Moins de 20% ont conservé logement personnel et liens familiaux, et construit un projet professionnel sérieux.
Plus de 30% ont rompu tous liens, détention très longue, ou liens antérieurs trop fragiles et inexistants. […] Ils sortent de prison avec des cartons, en situation administrative irrégulière, papiers perdus ou absents. Et s'ils sont étrangers, ils sont en situation illégale, deux fois plus nombreux ici que dehors.
Enfin, plus de 30% encore sont de jeunes récidivistes, enchaînant des incarcérations courtes, délinquance et marginalisation précoces, sans formation ni projet professionnel, sans activité licite, consommateurs de drogues et d'alcool. Leurs liens sociaux sont d'un certain type, plutôt underground et en "bandes", les liens familiaux sont relâchés ou pathogènes.

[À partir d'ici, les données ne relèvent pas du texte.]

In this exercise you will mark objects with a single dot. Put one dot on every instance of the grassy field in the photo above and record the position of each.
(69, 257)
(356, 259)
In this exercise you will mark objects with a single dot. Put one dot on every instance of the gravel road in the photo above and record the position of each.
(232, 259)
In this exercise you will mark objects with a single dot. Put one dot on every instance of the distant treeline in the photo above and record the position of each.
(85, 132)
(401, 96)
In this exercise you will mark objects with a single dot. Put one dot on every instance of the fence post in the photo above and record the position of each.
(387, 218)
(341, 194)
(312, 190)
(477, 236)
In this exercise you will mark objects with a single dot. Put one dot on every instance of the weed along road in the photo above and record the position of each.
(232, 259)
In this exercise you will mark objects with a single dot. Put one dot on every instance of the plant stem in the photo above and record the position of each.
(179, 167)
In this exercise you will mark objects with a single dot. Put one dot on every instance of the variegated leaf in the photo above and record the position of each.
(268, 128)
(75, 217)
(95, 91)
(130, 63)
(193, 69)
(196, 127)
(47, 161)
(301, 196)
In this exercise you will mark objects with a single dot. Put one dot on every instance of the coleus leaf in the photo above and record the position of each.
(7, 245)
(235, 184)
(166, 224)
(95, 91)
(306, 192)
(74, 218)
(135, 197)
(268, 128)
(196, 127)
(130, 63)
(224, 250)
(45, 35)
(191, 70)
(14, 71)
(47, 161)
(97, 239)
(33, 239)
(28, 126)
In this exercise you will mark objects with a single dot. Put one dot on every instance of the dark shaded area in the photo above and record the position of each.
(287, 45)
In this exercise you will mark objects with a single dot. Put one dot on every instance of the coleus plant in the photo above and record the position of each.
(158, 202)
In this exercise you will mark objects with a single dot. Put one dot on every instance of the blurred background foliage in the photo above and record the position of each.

La sortie est un passage familier et bien rodé après de si nombreux enfermements, un instantané dans un parcours d'exclusion croissante. On passe en général ses premières nuits chez des connaissances ou un membre de la famille, avec lesquels la situation va rapidement se dégrader. De marginalité en exclusion, la récidive est au bout avec la prison, un peu plus lourde chaque fois. » (pp. 227-229)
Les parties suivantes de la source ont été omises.